Conversations in Another Room extends into fictional practice the investigation of literary obliquity conducted in Josipovici’s recent critical work, Writing and the Body. (Particularly relevant is the fourth chapter, ‘A bird was in the room’.) The novel’s framing situation is the regular visit paid by a niece to her bedridden aunt. Their exchanges, reproduced with Sterneian dashes rather than inverted commas, are largely banal, as are the other conversations which the old lady holds with her female companion. But a mystery, dealing with two broken marriages, emerges between the half-lines. Why did the old lady’s husband desert her, after some unspecified misconduct in Italy? Why has her son gone to Saudi Arabia, leaving a broken marriage behind? One or other of her conversation partners may be responsible. There are brief excursions from the central dialogues: one to the old lady’s husband, Robert, who hears a susurrus of women’s voices in his flat in Positano. Beneath the old woman’s bedroom, by a convex mirror (whose symbolism is tactfully indicated), a man takes notes. It is all poised, very deliberately, at the point where enigma borders sheer obscurity.
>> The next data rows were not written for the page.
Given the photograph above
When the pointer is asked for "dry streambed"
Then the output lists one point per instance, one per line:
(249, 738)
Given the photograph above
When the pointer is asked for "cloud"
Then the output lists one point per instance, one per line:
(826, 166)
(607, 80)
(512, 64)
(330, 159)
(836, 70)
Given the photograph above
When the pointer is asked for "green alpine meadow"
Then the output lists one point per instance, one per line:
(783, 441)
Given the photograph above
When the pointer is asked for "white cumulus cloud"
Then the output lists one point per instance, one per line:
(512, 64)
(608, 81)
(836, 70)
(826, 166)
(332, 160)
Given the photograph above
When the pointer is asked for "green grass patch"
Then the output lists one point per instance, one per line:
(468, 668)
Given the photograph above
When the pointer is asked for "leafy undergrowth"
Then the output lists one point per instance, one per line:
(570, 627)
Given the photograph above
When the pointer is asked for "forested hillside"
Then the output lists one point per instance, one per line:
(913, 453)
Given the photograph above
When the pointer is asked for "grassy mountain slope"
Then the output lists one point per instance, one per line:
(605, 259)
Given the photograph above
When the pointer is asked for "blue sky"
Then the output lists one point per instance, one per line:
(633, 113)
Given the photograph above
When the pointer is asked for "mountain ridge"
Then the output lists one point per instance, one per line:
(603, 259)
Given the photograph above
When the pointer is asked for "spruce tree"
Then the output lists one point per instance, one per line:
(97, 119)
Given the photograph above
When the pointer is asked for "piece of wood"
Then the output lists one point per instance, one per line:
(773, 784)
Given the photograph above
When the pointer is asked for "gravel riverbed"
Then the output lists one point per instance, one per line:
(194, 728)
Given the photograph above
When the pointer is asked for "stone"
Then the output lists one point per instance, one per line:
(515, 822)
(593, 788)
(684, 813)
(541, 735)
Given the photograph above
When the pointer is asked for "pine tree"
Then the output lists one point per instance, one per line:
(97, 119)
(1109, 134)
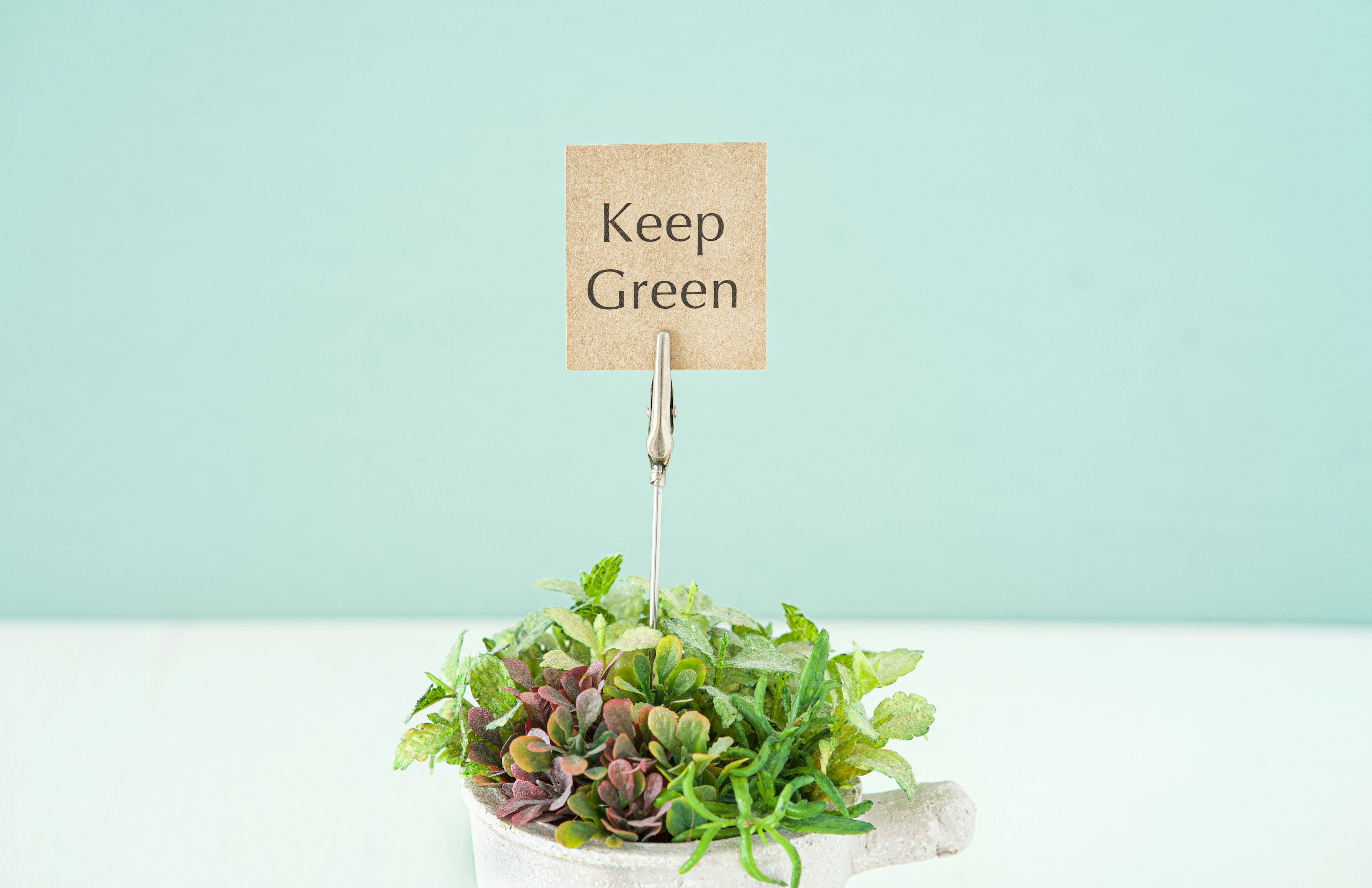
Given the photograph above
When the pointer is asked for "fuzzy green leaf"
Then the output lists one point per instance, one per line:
(575, 834)
(799, 624)
(527, 633)
(669, 655)
(663, 724)
(601, 577)
(640, 639)
(689, 633)
(903, 717)
(625, 602)
(577, 628)
(532, 754)
(429, 699)
(419, 743)
(892, 665)
(449, 672)
(724, 706)
(759, 654)
(566, 587)
(489, 676)
(888, 762)
(721, 614)
(560, 659)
Indeed, the whole thing may be the fictions of a failing mind: ‘perhaps there was no husband, no son, no Rome, no Amalfi, no air-conditioned flat in the Gulf. Perhaps there are only two old ladies slowly dying together in a cramped flat in West London.’

My response to Josipovici’s novel is mixed. It’s easy to read, but hard to understand. There is a part of me that responds with: perhaps me no perhapses, Josipovici, tell me what’s going on, for God’s sake, or give the reader back his £7.95. Another part of me dutifully applauds the critic-novelist’s intricate and tirelessly intelligent probing into the aesthetics of Modernist fiction.
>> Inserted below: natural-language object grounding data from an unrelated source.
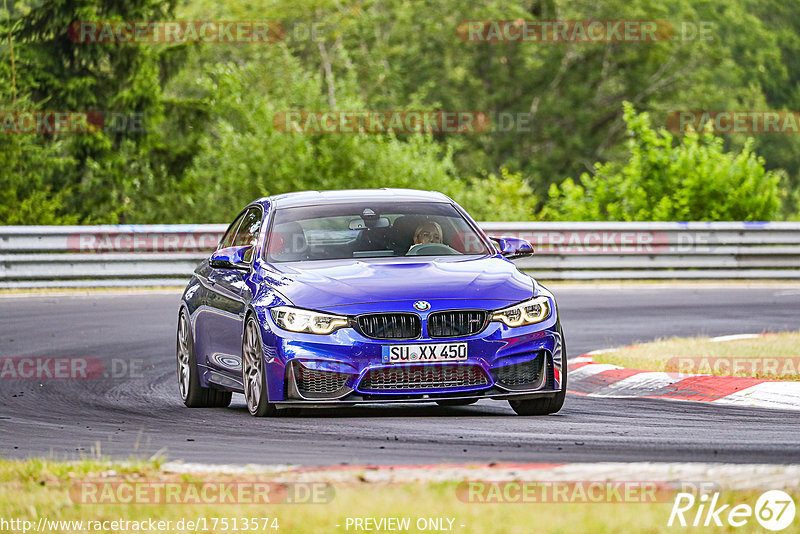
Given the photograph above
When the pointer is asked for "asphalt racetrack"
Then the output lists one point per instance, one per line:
(143, 415)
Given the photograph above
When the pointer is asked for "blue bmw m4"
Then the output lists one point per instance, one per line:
(334, 298)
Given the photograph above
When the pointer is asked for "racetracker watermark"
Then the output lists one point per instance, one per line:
(143, 242)
(576, 491)
(583, 31)
(765, 367)
(73, 122)
(206, 492)
(381, 122)
(612, 241)
(176, 31)
(69, 368)
(562, 31)
(735, 121)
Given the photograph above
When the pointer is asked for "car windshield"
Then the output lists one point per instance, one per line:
(370, 230)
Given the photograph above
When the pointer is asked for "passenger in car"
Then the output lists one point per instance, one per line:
(427, 232)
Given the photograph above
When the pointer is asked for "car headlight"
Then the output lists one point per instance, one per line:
(529, 312)
(298, 320)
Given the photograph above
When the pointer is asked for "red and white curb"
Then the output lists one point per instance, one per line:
(723, 476)
(587, 377)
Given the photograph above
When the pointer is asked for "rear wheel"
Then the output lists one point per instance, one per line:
(547, 405)
(192, 394)
(253, 375)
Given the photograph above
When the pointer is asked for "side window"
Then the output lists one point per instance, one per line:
(248, 230)
(227, 239)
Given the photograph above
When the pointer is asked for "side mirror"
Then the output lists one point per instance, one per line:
(231, 258)
(513, 247)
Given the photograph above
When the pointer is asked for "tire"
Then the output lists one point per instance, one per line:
(192, 394)
(253, 374)
(548, 405)
(457, 402)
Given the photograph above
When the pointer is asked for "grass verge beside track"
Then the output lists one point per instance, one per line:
(33, 489)
(771, 357)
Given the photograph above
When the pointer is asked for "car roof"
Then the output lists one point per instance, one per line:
(315, 198)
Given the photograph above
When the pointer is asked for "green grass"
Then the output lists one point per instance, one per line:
(35, 488)
(773, 357)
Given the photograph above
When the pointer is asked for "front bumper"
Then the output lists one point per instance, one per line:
(346, 367)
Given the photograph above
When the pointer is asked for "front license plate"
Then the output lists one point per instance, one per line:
(438, 352)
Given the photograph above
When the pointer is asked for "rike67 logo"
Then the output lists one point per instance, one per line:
(774, 510)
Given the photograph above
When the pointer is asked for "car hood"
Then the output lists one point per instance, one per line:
(324, 285)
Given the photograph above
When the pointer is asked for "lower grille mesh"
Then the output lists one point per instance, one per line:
(421, 377)
(311, 382)
(456, 323)
(520, 374)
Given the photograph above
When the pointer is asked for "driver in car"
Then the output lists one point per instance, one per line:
(427, 232)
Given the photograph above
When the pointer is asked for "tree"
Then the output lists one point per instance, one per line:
(692, 180)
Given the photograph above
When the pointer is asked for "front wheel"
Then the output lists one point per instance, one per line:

Michael Levey is a surprisingly competent novelist. Surprising, that is, since fiction can surely be something that the director of the National Gallery has had little time for in recent turbulent years. An Affair on the Appian Way is an interestingly fresh confection. The work is set in Trajan’s Rome, 100 AD. The heroine (who is also the autobiographical narrator), a chief Vestal Virgin, is charged by the Empress with investigating a sex-murder recently committed on the Appian Way. This old-world Miss Marples is sucked into a torrid underworld of high-society vice. Shedding the discipline of her cult, she gives herself (at the site of the crime) to a handsome young Gaul (‘je t’adore,’ he tells her – after the manner of the Astérix comics, Levey’s idiom is flauntingly anachronistic). Complications ensue, and the novel ends darkly.
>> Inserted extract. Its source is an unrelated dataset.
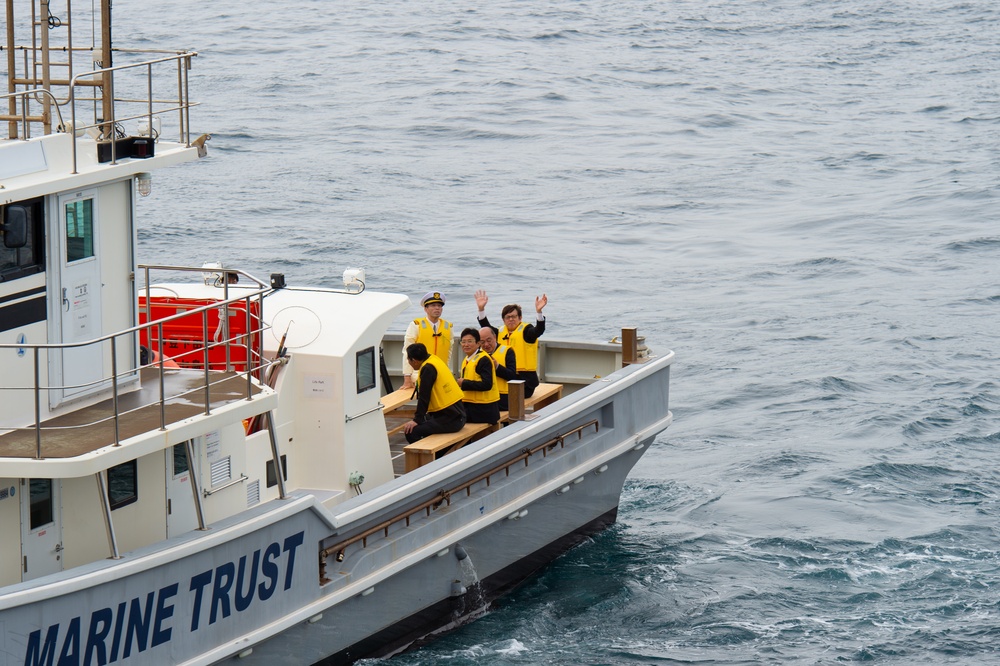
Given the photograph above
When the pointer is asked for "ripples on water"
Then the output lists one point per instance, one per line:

As a detective story, the work pleases. But it is more interesting in its secondary character, as a roman à thèse. Rome, in An Affair on the Appian Way, is stifling in one of its periodic fits of public decency. Levey seems to assert that in such over-controlled conditions, passion inevitably converts to crime and corruption. Whilst sustaining its part as light entertainment, the novel enters a persuasive plea for permissiveness. Mr Levey should take time off to write more fiction.